Schmidt has talked about the need for an 80-minute performance and yesterday spoke about his team's defence in last year's tournament.
Responding to a question about the midfield, the Ireland coach suggested that Ireland's wide defence continues to be a concern.
"Of the 13 busts (line-breaks conceded) I think 10 of them were up the edges," he said of last season.
"There were a few up the middle, but up the edges and then you're a bit fragile in the middle. We want to make sure we're rock-solid on those edges as well."
England have been one of the teams who have enjoyed some space on the edge of Ireland's defence, particularly when Billy Vunipola has been able to suck in defenders and create space for his team-mates.

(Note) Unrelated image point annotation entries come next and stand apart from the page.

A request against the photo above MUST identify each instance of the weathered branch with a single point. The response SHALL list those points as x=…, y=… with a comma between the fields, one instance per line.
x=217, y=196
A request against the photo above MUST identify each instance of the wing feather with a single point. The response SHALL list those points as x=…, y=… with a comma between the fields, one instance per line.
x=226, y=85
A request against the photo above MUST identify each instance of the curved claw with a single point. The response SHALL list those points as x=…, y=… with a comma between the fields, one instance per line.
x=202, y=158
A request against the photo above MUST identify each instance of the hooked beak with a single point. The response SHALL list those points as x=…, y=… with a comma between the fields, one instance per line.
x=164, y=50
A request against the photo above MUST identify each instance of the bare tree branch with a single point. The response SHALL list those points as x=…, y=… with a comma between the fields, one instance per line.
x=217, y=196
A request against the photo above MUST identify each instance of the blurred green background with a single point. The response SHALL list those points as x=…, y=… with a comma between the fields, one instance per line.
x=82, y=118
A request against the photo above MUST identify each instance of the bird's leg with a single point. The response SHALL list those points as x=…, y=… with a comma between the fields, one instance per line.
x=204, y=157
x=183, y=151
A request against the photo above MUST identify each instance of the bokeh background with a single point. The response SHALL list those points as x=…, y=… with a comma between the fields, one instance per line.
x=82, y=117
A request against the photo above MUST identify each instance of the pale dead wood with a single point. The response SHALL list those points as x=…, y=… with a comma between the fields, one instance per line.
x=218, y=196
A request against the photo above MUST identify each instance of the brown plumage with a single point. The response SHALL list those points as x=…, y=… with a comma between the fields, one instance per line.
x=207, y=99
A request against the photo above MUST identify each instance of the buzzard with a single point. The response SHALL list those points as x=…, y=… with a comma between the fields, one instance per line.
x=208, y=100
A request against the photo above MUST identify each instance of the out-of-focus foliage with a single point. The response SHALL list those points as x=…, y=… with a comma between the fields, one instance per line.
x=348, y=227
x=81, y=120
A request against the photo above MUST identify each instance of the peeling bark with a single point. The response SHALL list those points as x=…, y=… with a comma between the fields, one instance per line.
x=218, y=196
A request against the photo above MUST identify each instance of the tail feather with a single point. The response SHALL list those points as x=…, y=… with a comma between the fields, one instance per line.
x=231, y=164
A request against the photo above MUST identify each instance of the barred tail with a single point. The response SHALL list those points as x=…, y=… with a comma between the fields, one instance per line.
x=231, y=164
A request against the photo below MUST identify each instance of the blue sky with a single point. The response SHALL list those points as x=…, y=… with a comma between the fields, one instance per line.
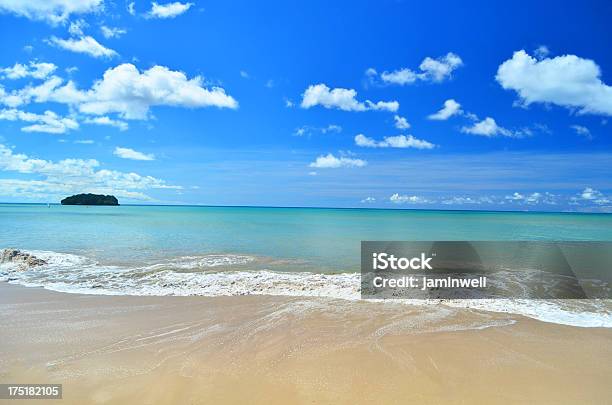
x=480, y=105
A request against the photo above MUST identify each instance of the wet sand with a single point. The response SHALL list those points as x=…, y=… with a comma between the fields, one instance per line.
x=258, y=349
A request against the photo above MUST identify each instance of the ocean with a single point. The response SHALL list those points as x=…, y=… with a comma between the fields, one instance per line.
x=212, y=251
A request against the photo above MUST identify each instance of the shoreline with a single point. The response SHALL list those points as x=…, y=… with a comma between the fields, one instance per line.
x=118, y=349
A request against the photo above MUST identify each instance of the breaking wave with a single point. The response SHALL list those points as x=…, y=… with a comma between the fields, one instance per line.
x=230, y=275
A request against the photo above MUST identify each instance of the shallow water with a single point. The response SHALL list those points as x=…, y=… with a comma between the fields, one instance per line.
x=149, y=250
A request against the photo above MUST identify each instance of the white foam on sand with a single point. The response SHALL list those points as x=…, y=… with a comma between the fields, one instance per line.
x=199, y=275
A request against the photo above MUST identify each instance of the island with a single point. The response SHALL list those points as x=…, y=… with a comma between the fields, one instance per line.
x=90, y=199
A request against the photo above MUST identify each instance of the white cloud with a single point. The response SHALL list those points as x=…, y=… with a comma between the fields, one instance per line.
x=168, y=10
x=343, y=99
x=581, y=130
x=48, y=122
x=487, y=127
x=76, y=27
x=127, y=153
x=451, y=107
x=461, y=200
x=127, y=92
x=568, y=81
x=401, y=122
x=36, y=70
x=408, y=199
x=85, y=44
x=112, y=32
x=432, y=70
x=309, y=130
x=71, y=176
x=401, y=77
x=594, y=196
x=533, y=198
x=541, y=52
x=399, y=141
x=104, y=120
x=441, y=68
x=329, y=161
x=51, y=11
x=590, y=194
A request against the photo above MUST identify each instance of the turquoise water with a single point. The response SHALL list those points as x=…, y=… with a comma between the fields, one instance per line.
x=327, y=240
x=221, y=251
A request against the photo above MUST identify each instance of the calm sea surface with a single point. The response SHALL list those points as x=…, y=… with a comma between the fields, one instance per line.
x=323, y=239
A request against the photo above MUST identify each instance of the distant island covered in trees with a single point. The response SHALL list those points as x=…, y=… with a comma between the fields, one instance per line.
x=90, y=199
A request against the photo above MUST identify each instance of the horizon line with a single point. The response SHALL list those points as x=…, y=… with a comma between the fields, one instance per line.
x=321, y=208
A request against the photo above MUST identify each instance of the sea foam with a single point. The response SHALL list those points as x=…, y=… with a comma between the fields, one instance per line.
x=226, y=275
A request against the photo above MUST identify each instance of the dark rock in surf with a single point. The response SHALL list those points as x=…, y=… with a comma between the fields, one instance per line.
x=90, y=199
x=22, y=259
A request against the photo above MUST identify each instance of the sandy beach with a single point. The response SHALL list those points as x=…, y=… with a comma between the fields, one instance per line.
x=261, y=349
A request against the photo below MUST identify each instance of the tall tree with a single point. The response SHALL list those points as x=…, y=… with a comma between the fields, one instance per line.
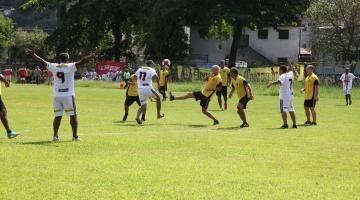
x=337, y=30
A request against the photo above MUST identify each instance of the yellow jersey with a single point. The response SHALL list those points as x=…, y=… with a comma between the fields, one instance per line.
x=239, y=84
x=224, y=73
x=132, y=90
x=163, y=75
x=310, y=83
x=211, y=84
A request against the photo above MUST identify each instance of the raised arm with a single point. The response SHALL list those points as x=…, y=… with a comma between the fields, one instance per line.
x=88, y=58
x=38, y=59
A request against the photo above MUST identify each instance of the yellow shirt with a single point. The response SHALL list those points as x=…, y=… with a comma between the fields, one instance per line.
x=224, y=73
x=211, y=84
x=310, y=83
x=133, y=88
x=163, y=75
x=239, y=84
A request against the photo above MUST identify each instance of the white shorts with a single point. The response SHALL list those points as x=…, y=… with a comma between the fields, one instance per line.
x=66, y=104
x=287, y=104
x=145, y=93
x=347, y=90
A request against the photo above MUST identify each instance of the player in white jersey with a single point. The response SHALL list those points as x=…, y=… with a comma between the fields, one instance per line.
x=347, y=79
x=64, y=94
x=144, y=76
x=286, y=80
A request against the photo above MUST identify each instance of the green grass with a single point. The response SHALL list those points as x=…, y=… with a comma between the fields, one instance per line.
x=181, y=156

The Saracens No 8 is a potential game-changer if he can hit the heights of Jones' first couple of seasons, when he was one of the most destructive forces in the game.
The return of Manu Tuilagi and the other Vunipola brother, Mako, also adds power to the English mix.
Both Schmidt and Jones have promised brutality and the close-in exchanges are likely to live up to that billing.
Without Sam Underhill, who so discommoded Leinster in December, Tom Curry is handed the job of getting on Ireland's ball and slowing down the supply to Conor Murray and Johnny Sexton who dictate the play from a strong platform.
Jones knows that if his team can win collisions and make life difficult for Ireland at the breakdown then they can put the squeeze on the half-backs and make them kick.
Conversely, Schmidt knows that if his team can win the battle at the tackle area he has the right decision-makers to make the difference.
The aerial battle will be key and Owen Farrell and Youngs are sure to test Robbie Henshaw's full-back credentials with a few early bombs.
"If they do (target him), I'm pretty sure Robbie has a pretty good response to that. Nobody in our backfield is left alone, Schmidt said yesterday as he gave his new full-back his full backing.
The coach wants Henshaw to add value to Ireland's attack and, while it has been a while since he played at No 15, he will relish the extra time and space the role affords.
The contest for possession will be crucial and Jones may come to regret his decision not to go with a third lineout specialist and go hard at Rory Best's throw.
Unless Peter O'Mahony can repeat his 2017 lineout heroics, the set-pieces may cancel each other out, meaning the ground game will be key.
If Ireland can hold their own, then the recent evidence suggests their composure and efficiency in attack, combined with their stingy defence, will see them through in a tight contest.